Some advisors react to change with their heads in the sand, ignoring it, while others react with anticipatory anxiety. But Clark said most advisors in the room “wear a catcher’s mitt.” They want to control the change, and move in the direction that best serves clients.
What are some of those tectonic changes that will most impact clients? The ascendance of artificial intelligence is one. Some 25 million jobs will be lost to robotics in 10 years, Clark said, referencing a Forrester research report. That’s three times the number of jobs lost in the financial crisis. In the next 10 to 15 years, we’ll be largely a robotic economy.
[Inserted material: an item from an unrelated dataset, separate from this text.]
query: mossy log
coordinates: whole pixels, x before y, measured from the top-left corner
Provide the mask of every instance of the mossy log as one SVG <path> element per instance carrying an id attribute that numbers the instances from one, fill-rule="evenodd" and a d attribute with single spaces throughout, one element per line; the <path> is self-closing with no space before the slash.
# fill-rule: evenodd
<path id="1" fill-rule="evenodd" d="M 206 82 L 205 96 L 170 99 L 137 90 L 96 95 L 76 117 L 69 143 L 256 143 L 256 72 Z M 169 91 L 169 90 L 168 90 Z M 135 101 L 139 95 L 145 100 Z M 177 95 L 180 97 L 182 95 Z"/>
Clark believes we’re not far off from hearing clients say, “Alexa, please open an IRA account for me.”
Walt Bettinger, president and CEO of The Charles Schwab Corp., said we’re in the beginning of the game in terms of leveraging artificial intelligence for portfolio management. Every financial firm will have a digital advice offering, but the key will be finding the balance between technology and people. “Pure technology unabated can create significant problems,” he said. In other words, small coding errors can compound into numerous problems.
Healthcare is another area that’s changing rapidly, Clark added. Advisors’ models will have to change with it. The possibilities include moving to a single payer system, Obamacare getting repealed and replaced, and the inevitable emergence of health savings accounts. Advisors will need to embrace HSAs and figure out how they’ll be utilized.
With these changes, advisors have the opportunity to grow their role with clients. They have the power to help clients navigate it by doubling down on new expertise, Clark said. That expertise may not be in the typical financial markets, but in other areas of clients’ lives. Advisors need to ask different questions and engage clients on social media. A critical part of their role is to push clients in new directions.
One thing that will not change, Clark argued, is the value of independent advice. Independent advisors are better positioned to seize the opportunities of the future.
More traditional firms are trying to act and behave like independent registered investment advisors, Bettinger added. That’s natural in a competitive world. The problem is those firms have structural differences from RIAs.
As far as Morgan Stanley’s recent exit from the protocol, “it was foreseen,” Clark said. “This is an organization that thinks they can lock people down.” Other firms will likely follow, but it could accelerate the move to independence.